In recent years, there has been an increase in traffic demand. This means that the balance between the capacity of the Air Traffic Control system and traffic demand is affected. As demand exceeds capacity, measures such as the Air Traffic Flow and Capacity Management regulations have emerged to reduce the number of flights in the airspace. Complexity is a topic widely studied by researchers all over the world. For this reason, the objective of this paper is to develop a complexity indicator that can be used to predict complexity of Air Traffic Control sectors with help of Machine Learning models. The structure of complexity prediction is based on different machine learning models predicting operational variables using Random Forest Algorithms, and then predicting the complexity combining the results of the Machine Learning models. With this artificial intelligence application, the objective is to predict a complex variable by structuring the problem and dividing it in simpler models.

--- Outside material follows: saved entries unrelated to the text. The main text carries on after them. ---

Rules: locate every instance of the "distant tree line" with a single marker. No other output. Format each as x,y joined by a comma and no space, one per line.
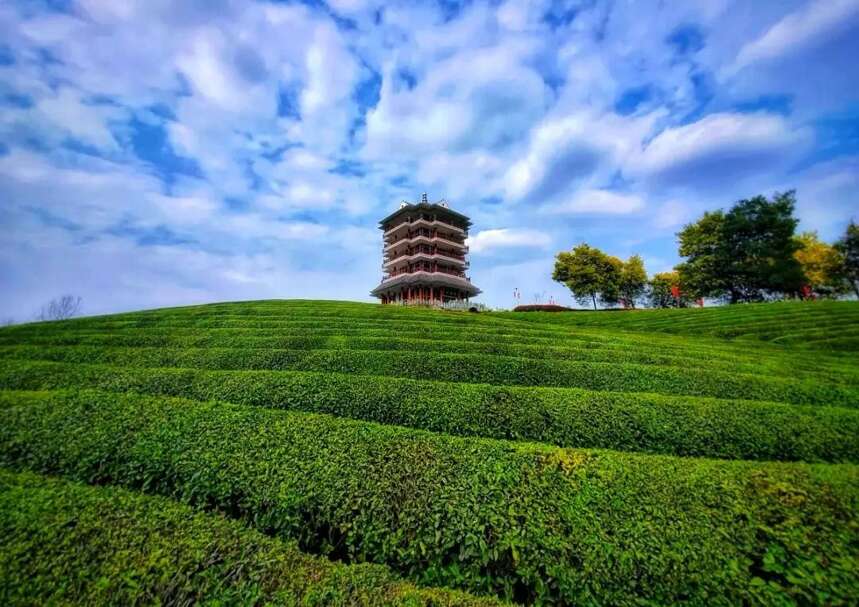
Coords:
749,253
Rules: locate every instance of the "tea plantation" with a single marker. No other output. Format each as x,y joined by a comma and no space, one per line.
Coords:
319,453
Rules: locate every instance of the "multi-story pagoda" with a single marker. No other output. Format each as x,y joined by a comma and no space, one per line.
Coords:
424,255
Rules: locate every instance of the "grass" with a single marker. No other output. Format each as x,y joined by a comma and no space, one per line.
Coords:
698,456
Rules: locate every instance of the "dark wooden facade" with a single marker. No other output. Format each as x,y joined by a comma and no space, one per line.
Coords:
424,258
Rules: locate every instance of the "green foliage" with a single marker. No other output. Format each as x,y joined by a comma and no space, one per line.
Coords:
433,494
525,521
822,266
633,281
565,417
819,325
848,247
65,543
589,273
629,377
661,291
746,254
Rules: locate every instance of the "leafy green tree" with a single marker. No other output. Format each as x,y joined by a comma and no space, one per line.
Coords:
701,243
745,254
633,281
822,266
661,291
589,274
848,247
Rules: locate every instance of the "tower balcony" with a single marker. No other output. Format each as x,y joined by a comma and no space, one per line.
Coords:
428,239
459,262
421,222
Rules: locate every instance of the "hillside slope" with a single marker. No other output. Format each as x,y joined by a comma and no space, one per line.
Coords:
608,458
830,325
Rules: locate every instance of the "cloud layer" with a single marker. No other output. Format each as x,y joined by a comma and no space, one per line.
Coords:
155,153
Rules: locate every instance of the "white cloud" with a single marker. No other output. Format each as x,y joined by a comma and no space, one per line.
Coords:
718,147
598,202
487,241
807,26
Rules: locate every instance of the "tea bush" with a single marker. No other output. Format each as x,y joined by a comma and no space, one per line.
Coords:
65,543
524,521
732,429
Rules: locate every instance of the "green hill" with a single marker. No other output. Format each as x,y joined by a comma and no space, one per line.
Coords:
700,456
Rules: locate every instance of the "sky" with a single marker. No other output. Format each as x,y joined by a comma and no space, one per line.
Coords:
158,153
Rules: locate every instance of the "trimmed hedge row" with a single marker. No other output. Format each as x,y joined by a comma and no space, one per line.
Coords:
65,543
762,321
528,522
741,363
566,417
622,377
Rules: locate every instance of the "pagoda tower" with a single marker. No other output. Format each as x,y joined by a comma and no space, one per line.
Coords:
424,255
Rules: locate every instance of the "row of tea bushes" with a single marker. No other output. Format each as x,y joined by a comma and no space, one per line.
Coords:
736,362
471,368
70,544
759,321
525,521
730,429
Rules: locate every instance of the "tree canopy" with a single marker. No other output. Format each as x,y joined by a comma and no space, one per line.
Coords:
848,248
589,273
633,281
665,290
745,254
822,266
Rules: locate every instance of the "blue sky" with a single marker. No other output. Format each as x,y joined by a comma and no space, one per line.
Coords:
155,153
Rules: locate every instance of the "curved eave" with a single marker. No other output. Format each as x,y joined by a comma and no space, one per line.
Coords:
432,279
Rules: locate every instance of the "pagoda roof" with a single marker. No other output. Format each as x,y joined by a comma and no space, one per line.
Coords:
436,207
434,279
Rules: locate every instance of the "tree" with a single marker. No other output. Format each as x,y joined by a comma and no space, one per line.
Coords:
633,281
588,273
701,243
746,254
822,266
60,308
666,291
848,248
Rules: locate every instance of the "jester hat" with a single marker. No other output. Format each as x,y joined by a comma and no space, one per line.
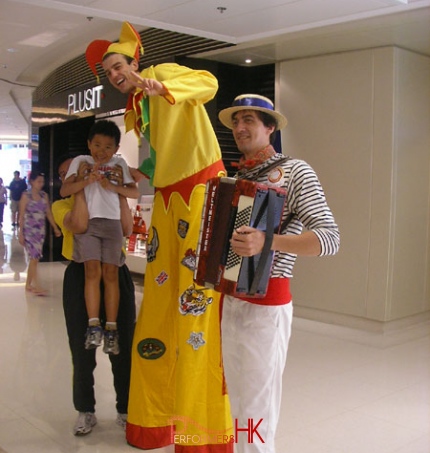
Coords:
129,45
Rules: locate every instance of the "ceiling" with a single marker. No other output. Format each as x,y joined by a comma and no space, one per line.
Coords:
37,36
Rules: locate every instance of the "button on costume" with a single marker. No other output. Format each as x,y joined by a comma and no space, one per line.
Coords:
177,392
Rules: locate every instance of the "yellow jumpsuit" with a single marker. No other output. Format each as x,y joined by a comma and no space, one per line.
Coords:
177,390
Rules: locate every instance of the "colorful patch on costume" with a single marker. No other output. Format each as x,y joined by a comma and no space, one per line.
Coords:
162,278
193,301
152,246
276,176
183,228
151,348
196,340
189,260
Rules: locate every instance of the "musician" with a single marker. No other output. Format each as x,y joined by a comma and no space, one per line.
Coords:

Thanks to the application of the methodology, the Air Traffic Control service can see which possible flows or sectors will be congested and thus allocate resources optimally, but also simulations of different scenarios can be made to analyse how the operation changes, and thus structure the traffic prior to the operation.

Suggested Citation

  • Pérez Moreno, Francisco & Ibáñez Rodríguez, Fernando & Gómez Comendador, Víctor Fernando & Delgado-Aguilera Jurado, Raquel & Zamarreño Suárez, María & Arnaldo Valdés, Rosa María, 2024. "Prediction of air traffic complexity through a dynamic complexity indicator and machine learning models," Journal of Air Transport Management, Elsevier, vol. 119(C).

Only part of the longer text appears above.